Indeed, the recent Paralympics in London were the largest ever, with 4,200 athletes from 164 countries competing in 503 events in 20 sports. Another key success metric: some 2.3 million tickets – the most ever – were sold.
Some of the athletes at the London Paralympics were in wheelchairs, some were wholly or partially blind, some had three, two, one or no limbs, some had dwarfism, some had intellectual deficits, some had complex coordination and muscle-control problems, and some had multi-symptom conditions like multiple sclerosis.
But the most important thing about the Paralympics was that it focused on people who were competing to win – it wasn’t about their disabilities.
And that’s a vital message that any child with a disability needs to internalize. To put it simply and bluntly: You can do it; you can do anything.
I’ve seen this indomitable will triumph time and time again – in London, and in Seattle.
As an assistant coach for the U.S. Paralympic swimming team in London, I worked with all of the 34 swimmers to help maximize their performance. Meanwhile, back home at Seattle Children’s, where I’ve been for 33 years, I’m a nurse in the Rehab / Neuromuscular Clinic. I basically case manage patients in our program with traumatic brain injury, spinal cord injury, progressive neuromuscular diseases, Cerebral Palsy and arthrogryposis.
The opening ceremonies for the London Paralympics totally reinforced the “take no prisoners” spirit I mentioned above.
One of the highlights of that evening was the attendance of physicist Stephen Hawking, who was given two years to live in 1963 after he was diagnosed with motor neuron disease.

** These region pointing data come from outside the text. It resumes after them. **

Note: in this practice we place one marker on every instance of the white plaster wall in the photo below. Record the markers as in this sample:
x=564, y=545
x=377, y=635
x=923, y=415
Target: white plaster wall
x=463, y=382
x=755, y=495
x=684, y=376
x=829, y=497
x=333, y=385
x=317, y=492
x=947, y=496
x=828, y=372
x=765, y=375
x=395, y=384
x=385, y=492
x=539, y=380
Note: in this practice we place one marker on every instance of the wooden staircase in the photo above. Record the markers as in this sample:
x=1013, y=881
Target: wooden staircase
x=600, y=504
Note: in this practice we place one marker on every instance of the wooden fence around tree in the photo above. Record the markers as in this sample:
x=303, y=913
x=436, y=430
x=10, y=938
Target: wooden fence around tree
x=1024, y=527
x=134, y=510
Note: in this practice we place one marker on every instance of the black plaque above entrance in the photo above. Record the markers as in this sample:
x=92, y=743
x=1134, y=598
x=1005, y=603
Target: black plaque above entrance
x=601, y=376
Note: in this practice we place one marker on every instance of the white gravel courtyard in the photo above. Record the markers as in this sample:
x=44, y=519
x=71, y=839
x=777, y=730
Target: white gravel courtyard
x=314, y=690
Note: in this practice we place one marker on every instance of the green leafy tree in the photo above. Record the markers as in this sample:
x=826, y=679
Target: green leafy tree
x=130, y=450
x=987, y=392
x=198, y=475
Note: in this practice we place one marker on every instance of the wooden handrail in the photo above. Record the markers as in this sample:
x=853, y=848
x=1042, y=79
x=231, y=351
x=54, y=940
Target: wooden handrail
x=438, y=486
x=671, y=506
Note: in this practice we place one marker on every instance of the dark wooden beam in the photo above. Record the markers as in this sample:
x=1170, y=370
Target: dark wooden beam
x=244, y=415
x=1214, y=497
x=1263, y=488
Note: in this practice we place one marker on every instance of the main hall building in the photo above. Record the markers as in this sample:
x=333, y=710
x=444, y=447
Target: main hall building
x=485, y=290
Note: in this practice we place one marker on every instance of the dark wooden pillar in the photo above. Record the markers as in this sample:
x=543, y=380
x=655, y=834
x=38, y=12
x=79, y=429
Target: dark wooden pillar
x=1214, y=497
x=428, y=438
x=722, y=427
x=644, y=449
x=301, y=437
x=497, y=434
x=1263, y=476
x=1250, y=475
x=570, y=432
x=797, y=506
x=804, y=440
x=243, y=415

“The Paralympic Games is about transforming our perception of the world. We are all different, there is no such thing as a standard or run-of-the-mill human being, but we share the same human spirit,” said Hawking from his wheelchair, speaking through his famous computerized voice system for communication. “What is important is that we have the ability to create … however difficult life may seem, there is always something you can do and succeed at.”
None of this would have been possible without a man named Sir Ludwig Guttmann, a Jewish neurosurgeon who fled Nazi Germany, pioneered athletic competition as therapy for patients with spinal injuries, and organized an archery competition for 16 patients at Britain’s Stoke Mandeville hospital in 1948, the year that London hosted the first Olympics after World War II. Guttmann’s initial efforts led to the first full-scale Paralympics in 1960, in Rome, and in 1964, in Tokyo.
Obviously, Ludwig Guttmann, who died in 1980, never knew Brad Synder, who was born in 1984. But, when it comes to overcoming disabilities, the two share the same toughness and tenacity.
“I know there are a lot of guys out there, guys and girls, who are struggling with a tough hand,” said Snyder this past summer. “And, hopefully, my success at the Paralympics can reach out to those people and say, ‘Hey, there is a way forward; there is something you can go out and do that will give you that relevance and success again.’ ”
To paraphrase Snyder’s words, in the end, there’s always a way forward – and children with disabilities must find it in order to fulfill their rich potential and ultimate destiny.
D. “Kiko” VanZandt is a nurse with the Rehabilitation Medicine team and the Neuromuscular Clinic at Seattle Children’s Hospital. She is also an Assistant Coach for the U.S. Paralympic Swimming Team.